From Redundancy to Efficiency: Transforming Machine Learning Operations at Chime

Early Challenges with Scaling Machine Learning

In the early days of ML at Chime, each ML model was built from scratch with a bespoke code repository for data preparation, training, and deployment. At first, this approach helped us quickly prove the value of machine learning, but as we scaled, it slowed us down.

As Chime grew, our machine learning footprint expanded to over 40 models in production, each with unique complexities. These models tackled different prediction problems, ranging from fraud detection to marketing optimization. While they shared similar goals, every new feature or bug fix had to be implemented independently across dozens of different codebases. We were spending more time maintaining these models than building new ones.

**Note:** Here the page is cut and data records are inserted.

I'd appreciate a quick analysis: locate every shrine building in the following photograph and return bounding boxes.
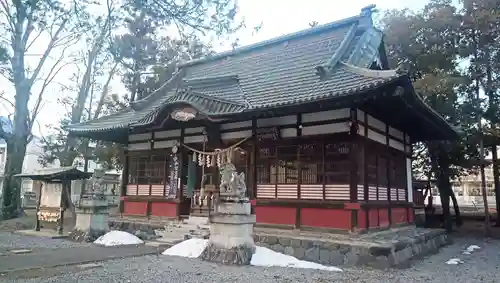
[68,7,456,232]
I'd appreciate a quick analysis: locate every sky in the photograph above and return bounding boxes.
[0,0,427,136]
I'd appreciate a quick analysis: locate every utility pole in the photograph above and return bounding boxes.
[476,80,491,237]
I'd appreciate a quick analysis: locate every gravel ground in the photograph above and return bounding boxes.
[4,238,500,283]
[0,232,88,252]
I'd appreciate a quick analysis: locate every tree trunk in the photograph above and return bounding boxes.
[450,187,463,227]
[491,145,500,227]
[437,175,453,232]
[1,136,28,220]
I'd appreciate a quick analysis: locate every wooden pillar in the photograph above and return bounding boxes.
[146,131,155,219]
[295,114,302,229]
[491,145,500,227]
[361,112,370,229]
[173,127,185,219]
[384,124,392,226]
[249,118,259,199]
[35,182,45,231]
[120,148,130,214]
[349,108,359,231]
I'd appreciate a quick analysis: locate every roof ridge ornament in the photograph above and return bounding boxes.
[359,4,378,28]
[340,61,401,79]
[316,24,357,79]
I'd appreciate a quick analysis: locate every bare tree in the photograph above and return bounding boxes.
[0,0,78,218]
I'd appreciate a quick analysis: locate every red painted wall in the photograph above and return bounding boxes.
[408,207,414,223]
[255,206,296,225]
[368,211,379,227]
[300,208,351,230]
[123,203,148,216]
[378,208,389,228]
[392,207,408,224]
[357,210,368,231]
[151,202,178,217]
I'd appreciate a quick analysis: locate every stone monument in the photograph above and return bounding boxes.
[70,170,110,242]
[200,160,255,265]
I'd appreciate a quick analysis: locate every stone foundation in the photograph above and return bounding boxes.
[68,229,106,243]
[110,220,449,268]
[254,228,448,269]
[109,220,158,241]
[199,244,255,265]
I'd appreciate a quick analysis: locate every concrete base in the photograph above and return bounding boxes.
[69,198,109,242]
[200,201,255,265]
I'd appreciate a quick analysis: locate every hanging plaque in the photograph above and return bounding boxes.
[168,146,179,198]
[255,127,280,141]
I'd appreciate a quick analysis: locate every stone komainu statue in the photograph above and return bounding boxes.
[219,163,247,198]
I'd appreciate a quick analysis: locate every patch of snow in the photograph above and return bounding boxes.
[163,238,342,271]
[250,247,342,271]
[465,245,481,253]
[446,258,464,265]
[94,231,144,247]
[163,238,208,258]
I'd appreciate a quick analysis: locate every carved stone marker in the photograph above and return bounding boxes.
[200,163,255,265]
[70,170,110,242]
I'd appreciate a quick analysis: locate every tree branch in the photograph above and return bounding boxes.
[0,0,15,32]
[28,46,71,132]
[29,16,68,85]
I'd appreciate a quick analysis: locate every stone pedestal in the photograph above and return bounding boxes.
[69,197,109,242]
[200,198,255,265]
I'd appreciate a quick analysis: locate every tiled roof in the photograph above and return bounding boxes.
[69,7,399,135]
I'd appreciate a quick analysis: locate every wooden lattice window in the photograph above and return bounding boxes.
[377,156,388,190]
[300,144,324,184]
[271,145,299,184]
[256,147,277,184]
[366,154,377,187]
[148,154,169,185]
[128,154,168,185]
[324,143,350,184]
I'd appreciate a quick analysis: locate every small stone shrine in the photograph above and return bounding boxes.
[200,151,256,265]
[70,170,110,242]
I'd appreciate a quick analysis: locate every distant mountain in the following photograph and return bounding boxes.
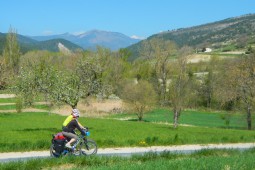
[128,14,255,60]
[30,30,140,50]
[0,33,82,53]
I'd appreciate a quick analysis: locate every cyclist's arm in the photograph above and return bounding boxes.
[77,121,86,129]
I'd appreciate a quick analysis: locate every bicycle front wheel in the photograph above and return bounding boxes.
[80,139,97,155]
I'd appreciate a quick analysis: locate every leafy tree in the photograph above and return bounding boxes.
[137,38,177,104]
[3,27,20,74]
[16,53,103,108]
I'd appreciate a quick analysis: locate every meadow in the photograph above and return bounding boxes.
[0,95,255,170]
[0,149,255,170]
[0,106,255,152]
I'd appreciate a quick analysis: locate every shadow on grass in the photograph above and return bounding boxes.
[17,128,60,133]
[127,119,151,122]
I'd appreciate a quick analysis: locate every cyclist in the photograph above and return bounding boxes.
[62,109,86,148]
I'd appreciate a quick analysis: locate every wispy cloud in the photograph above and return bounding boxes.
[42,30,54,35]
[72,31,86,35]
[131,35,145,40]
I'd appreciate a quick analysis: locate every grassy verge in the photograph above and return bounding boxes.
[108,109,251,129]
[0,149,255,170]
[0,112,255,152]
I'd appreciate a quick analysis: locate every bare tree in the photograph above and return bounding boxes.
[121,80,156,121]
[217,49,255,130]
[169,47,192,128]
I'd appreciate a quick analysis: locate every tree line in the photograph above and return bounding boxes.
[0,28,255,130]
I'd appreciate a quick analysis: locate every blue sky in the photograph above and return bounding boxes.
[0,0,255,38]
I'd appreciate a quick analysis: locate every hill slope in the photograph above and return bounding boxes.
[0,33,82,53]
[128,14,255,59]
[31,30,140,50]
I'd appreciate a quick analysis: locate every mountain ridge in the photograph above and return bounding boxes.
[30,29,140,50]
[127,14,255,60]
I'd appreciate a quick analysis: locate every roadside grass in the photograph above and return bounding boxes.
[0,112,255,152]
[0,148,255,170]
[0,104,16,110]
[0,98,16,104]
[108,108,251,129]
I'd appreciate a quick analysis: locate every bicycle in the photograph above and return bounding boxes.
[50,128,97,157]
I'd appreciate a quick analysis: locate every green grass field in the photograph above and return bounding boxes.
[0,149,255,170]
[107,109,251,129]
[0,112,255,152]
[0,94,255,152]
[0,95,255,170]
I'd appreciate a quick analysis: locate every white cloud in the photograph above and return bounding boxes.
[72,31,86,35]
[42,30,54,35]
[131,35,145,40]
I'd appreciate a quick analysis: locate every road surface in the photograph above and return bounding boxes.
[0,143,255,163]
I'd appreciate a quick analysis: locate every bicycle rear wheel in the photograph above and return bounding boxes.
[80,139,97,155]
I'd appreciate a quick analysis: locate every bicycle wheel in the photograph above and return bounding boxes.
[50,144,60,158]
[80,139,97,155]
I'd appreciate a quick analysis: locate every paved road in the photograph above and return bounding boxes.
[0,143,255,162]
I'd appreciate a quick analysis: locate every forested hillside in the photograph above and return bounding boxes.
[128,14,255,60]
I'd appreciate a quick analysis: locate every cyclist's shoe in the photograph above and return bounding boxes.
[65,143,72,149]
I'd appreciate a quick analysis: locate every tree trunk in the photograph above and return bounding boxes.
[174,109,179,129]
[247,105,251,130]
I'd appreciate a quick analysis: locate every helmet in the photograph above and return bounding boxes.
[72,109,80,117]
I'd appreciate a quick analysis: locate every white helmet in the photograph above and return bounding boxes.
[72,109,80,117]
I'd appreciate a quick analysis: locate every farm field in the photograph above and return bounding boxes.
[0,93,255,152]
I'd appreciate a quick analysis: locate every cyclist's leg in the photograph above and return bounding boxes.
[63,132,78,146]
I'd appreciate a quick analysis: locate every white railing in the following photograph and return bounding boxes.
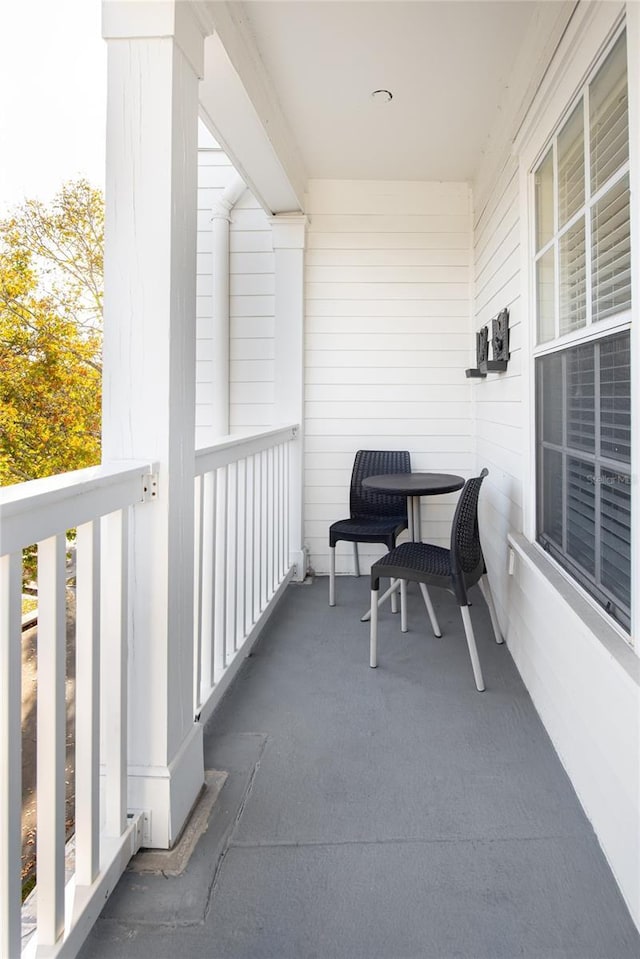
[194,426,299,722]
[0,463,152,959]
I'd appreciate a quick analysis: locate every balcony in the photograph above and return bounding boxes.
[80,576,638,959]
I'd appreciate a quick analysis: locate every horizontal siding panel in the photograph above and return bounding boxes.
[229,403,273,429]
[306,264,469,286]
[476,400,524,428]
[306,416,471,442]
[229,339,274,360]
[229,382,274,404]
[305,380,471,405]
[306,282,469,302]
[476,246,520,310]
[229,251,274,275]
[474,217,520,289]
[198,164,236,192]
[305,454,473,476]
[310,213,471,233]
[231,316,275,340]
[307,231,469,251]
[305,357,473,386]
[229,359,274,383]
[306,316,470,337]
[229,233,273,255]
[306,180,470,216]
[231,207,278,231]
[229,273,275,296]
[307,349,470,370]
[305,404,471,422]
[306,333,469,353]
[229,296,275,316]
[305,249,469,275]
[305,299,469,318]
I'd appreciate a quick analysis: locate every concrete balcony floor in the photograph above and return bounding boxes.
[81,576,640,959]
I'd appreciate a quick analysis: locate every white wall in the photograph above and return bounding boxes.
[196,124,274,448]
[305,180,473,573]
[473,4,640,925]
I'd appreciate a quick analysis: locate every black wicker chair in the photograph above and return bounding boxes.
[329,450,411,606]
[369,469,504,692]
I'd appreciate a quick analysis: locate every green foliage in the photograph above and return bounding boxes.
[0,180,104,485]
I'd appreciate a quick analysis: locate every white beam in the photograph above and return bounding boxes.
[200,23,307,213]
[103,2,204,847]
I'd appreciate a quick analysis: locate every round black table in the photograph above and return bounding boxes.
[362,473,464,540]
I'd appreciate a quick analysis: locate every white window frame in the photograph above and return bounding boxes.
[513,3,640,655]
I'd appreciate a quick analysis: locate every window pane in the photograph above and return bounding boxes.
[535,150,554,250]
[558,100,584,227]
[600,333,631,463]
[540,449,562,549]
[536,247,556,343]
[600,470,631,612]
[591,177,631,323]
[567,457,596,575]
[536,353,564,446]
[559,217,587,336]
[589,33,629,194]
[567,343,596,453]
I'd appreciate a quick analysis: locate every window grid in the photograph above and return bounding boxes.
[531,28,632,631]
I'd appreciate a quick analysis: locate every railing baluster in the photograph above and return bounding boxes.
[37,534,66,946]
[260,450,269,612]
[0,553,22,959]
[100,510,128,836]
[200,471,216,703]
[214,466,228,682]
[193,476,204,714]
[233,459,247,650]
[75,522,100,886]
[244,456,256,633]
[253,453,262,623]
[225,463,238,666]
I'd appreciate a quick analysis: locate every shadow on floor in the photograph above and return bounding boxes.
[80,577,640,959]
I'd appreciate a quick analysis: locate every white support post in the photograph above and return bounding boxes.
[271,213,307,582]
[37,535,67,946]
[103,0,208,848]
[0,553,22,959]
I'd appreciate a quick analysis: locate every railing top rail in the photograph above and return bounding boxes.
[0,460,154,555]
[195,423,299,476]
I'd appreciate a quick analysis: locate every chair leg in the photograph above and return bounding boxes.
[329,546,336,606]
[353,543,360,576]
[480,573,504,644]
[418,583,442,639]
[400,579,407,633]
[369,589,378,669]
[460,606,484,693]
[390,579,398,613]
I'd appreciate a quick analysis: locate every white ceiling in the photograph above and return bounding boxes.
[243,0,539,180]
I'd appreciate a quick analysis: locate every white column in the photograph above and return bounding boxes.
[271,213,307,581]
[103,0,209,847]
[211,173,246,442]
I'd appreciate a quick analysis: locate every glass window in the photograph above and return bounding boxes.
[536,330,631,628]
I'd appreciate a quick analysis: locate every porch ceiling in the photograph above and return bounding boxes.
[244,0,540,180]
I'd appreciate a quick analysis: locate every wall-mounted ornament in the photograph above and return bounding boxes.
[465,309,509,379]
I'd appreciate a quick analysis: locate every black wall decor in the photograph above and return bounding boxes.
[465,309,509,379]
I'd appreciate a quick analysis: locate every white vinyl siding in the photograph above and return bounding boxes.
[472,158,526,628]
[196,126,274,447]
[305,180,473,572]
[473,4,640,923]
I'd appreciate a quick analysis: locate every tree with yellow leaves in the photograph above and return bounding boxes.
[0,180,104,485]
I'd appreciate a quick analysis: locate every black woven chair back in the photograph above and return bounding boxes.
[451,469,489,574]
[349,450,411,519]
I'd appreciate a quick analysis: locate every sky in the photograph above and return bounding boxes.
[0,0,107,216]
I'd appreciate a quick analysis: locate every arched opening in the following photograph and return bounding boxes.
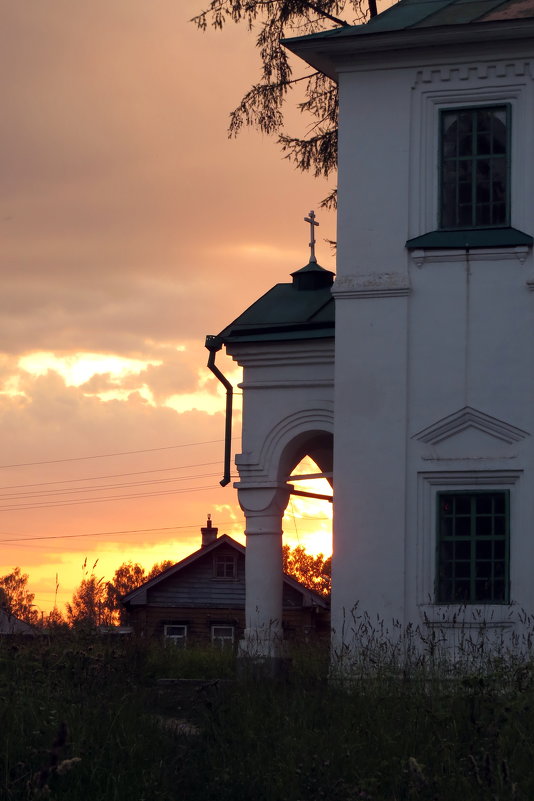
[280,431,333,558]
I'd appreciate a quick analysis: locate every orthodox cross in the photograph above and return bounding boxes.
[304,209,319,261]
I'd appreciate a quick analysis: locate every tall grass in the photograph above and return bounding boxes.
[0,635,534,801]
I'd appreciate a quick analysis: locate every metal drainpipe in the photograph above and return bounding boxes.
[206,334,234,487]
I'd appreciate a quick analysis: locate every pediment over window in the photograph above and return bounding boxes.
[412,406,530,445]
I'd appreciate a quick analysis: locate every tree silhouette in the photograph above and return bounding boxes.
[282,545,332,597]
[0,567,39,623]
[192,0,377,207]
[66,573,113,628]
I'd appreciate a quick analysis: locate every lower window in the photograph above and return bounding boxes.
[163,624,187,648]
[211,626,234,648]
[436,490,510,604]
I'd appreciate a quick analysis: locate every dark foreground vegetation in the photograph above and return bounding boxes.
[0,632,534,801]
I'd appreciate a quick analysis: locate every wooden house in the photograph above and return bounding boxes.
[0,609,38,637]
[122,518,330,647]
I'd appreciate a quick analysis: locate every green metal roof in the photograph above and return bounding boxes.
[219,262,334,344]
[406,228,534,250]
[283,0,534,49]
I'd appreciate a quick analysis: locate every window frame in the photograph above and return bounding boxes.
[438,102,512,231]
[434,487,510,606]
[163,623,187,648]
[213,554,237,581]
[210,623,235,648]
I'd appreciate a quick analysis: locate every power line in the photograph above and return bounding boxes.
[0,484,234,512]
[0,515,331,544]
[0,459,220,491]
[0,520,242,544]
[0,473,219,501]
[0,437,237,470]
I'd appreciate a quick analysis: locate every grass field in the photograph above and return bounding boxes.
[0,634,534,801]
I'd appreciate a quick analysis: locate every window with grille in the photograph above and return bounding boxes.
[436,490,510,604]
[440,105,510,229]
[163,624,187,648]
[213,554,237,579]
[211,625,234,648]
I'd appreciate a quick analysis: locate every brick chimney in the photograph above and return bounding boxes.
[200,515,219,548]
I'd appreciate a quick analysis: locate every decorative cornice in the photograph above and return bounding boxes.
[410,245,530,268]
[412,406,530,445]
[332,273,412,300]
[415,61,533,85]
[237,377,334,389]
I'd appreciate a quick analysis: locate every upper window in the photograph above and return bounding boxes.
[440,105,510,229]
[163,624,187,648]
[211,625,234,648]
[436,490,510,604]
[213,554,237,579]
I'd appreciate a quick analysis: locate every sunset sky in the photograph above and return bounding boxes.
[0,0,335,612]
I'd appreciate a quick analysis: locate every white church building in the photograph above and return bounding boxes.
[208,0,534,656]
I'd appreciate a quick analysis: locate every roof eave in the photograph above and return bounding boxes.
[282,17,534,81]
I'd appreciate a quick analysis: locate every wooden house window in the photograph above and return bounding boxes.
[163,624,187,648]
[211,625,234,648]
[213,554,237,579]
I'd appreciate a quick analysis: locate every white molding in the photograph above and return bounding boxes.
[412,406,530,445]
[410,245,531,268]
[332,272,412,300]
[407,70,534,238]
[237,378,334,389]
[415,59,534,86]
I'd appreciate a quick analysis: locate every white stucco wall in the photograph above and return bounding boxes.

With over 100,000 lines of duplicated code, updating each model individually became time-consuming and error-prone.

Moreover, onboarding new data scientists became challenging. Each model's specific implementation required a considerable effort, making collaboration difficult and slowing down innovation. We needed a better approach—one that streamlined model development, reduced duplication, and fostered collaboration. This need led to the development of MLKit.

What is MLKit?

MLKit is an internally developed, configuration-driven machine learning framework designed to address the challenges of creating and maintaining multiple machine learning models within our organization. By centralizing the model creation process and abstracting away much of the repetitive and error-prone work, MLKit enables data scientists and engineers to quickly build, train, and update machine learning models with minimal hands-on effort.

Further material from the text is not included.